As the company prepares to launch a PSP successor in the next year, Sony Computer Entertainment America's president and CEO Jack Tretton shared his philosophy on platform pricing and his belief that the PlayStation 3 is just hitting its stride.
"I think when you're buying a platform, when you're buying technology, you're hopefully buying a device you're going to enjoy for many, many years," said Tretton in an interview
with Fast Company. He compared the purchasing of a handheld or console game system to other gadgets like the iPod or iPhone.
"People are used to spending several hundreds of dollars to get a portable device. I think in the long run, when you look at that total investment in a platform, the amount of money you spend on the hardware is a relatively small percentage of the total investment."

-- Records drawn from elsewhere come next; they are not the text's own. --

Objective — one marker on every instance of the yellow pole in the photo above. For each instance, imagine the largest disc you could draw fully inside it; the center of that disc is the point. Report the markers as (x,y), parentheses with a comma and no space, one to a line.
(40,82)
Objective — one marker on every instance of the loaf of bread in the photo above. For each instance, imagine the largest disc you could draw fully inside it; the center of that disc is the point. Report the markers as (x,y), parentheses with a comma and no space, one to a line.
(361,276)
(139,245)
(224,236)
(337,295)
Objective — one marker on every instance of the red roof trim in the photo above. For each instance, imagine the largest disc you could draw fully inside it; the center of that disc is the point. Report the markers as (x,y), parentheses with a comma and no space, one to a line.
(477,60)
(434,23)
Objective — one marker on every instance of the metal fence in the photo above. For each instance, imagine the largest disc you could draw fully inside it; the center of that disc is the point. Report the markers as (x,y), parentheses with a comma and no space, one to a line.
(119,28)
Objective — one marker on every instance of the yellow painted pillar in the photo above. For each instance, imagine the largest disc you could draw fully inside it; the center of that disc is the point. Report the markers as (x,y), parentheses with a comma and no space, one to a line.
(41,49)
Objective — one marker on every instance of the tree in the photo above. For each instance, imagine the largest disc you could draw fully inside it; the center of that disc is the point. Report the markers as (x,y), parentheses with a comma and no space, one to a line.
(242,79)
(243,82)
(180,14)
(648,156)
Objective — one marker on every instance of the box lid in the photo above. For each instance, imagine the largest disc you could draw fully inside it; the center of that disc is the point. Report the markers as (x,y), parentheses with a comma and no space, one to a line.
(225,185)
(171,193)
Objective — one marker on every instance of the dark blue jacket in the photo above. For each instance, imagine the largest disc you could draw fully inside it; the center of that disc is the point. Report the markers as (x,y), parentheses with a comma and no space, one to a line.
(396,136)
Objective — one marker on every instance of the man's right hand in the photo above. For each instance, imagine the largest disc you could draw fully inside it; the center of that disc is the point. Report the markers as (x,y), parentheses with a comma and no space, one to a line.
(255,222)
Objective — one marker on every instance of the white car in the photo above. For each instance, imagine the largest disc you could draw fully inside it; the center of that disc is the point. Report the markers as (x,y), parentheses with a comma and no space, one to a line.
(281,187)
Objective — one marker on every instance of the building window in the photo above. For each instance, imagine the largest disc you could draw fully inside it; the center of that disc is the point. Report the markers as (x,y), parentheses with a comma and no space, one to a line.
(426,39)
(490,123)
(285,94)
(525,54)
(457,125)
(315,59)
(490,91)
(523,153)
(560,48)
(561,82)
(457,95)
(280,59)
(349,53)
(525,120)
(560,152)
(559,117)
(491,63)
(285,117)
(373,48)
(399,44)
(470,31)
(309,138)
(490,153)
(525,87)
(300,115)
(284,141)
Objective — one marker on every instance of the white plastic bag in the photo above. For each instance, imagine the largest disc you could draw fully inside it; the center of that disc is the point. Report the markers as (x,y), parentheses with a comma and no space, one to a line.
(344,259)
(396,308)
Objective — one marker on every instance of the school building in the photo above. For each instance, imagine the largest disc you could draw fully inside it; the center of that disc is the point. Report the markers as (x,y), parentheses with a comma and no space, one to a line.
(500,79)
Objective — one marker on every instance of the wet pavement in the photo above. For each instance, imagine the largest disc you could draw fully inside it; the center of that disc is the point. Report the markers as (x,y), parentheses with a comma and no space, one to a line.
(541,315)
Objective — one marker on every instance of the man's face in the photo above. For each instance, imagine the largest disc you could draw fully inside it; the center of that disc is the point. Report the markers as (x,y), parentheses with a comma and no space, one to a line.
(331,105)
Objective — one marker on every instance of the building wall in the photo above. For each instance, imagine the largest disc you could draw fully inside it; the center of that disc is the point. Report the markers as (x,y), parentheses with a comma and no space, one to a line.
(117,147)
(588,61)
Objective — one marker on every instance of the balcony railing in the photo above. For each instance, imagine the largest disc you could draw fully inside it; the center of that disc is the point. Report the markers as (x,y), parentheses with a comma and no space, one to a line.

Though SCEA has warned that production of its upcoming PSP successor, codenamed Next Generation Portable, could be delayed
due to damage to its Japanese facilities after last month's earthquake and tsunami, the company is expected to launch the system worldwide within the next year.
The platform holder hasn't announced pricing yet for the NGP, but analysts predict it will be more expensive than its primary rival, the Nintendo 3DS, which debuted in North America last month for $250 -- the same price at which the original PSP and PSP Go launched years ago.
"It's not to say the price of the platform isn't a consideration, but I don't think price makes or kills a platform," said the SCEA boss, speaking about consoles in general and not the NGP specifically. "Something that's lousy, that's very inexpensive, is not going to be successful, and something that's pricey will ultimately find its audience if there's enough value there."
Tretton also told Fast Company that he feels SCEA is "just hitting [its] stride" with the PS3 -- a sentiment he expressed for the PlayStation brand
three years ago. He said the financial investment Sony made with the PS3, and the technological innovations of Move and 3D, is something the company will "reap dividends on for many, many years".
"We're not in cruise control mode; we're still in growth mode. Fortunately, it's been steady growth for the last four years, and we anticipate strong growth again in the next fiscal year," said the CEO.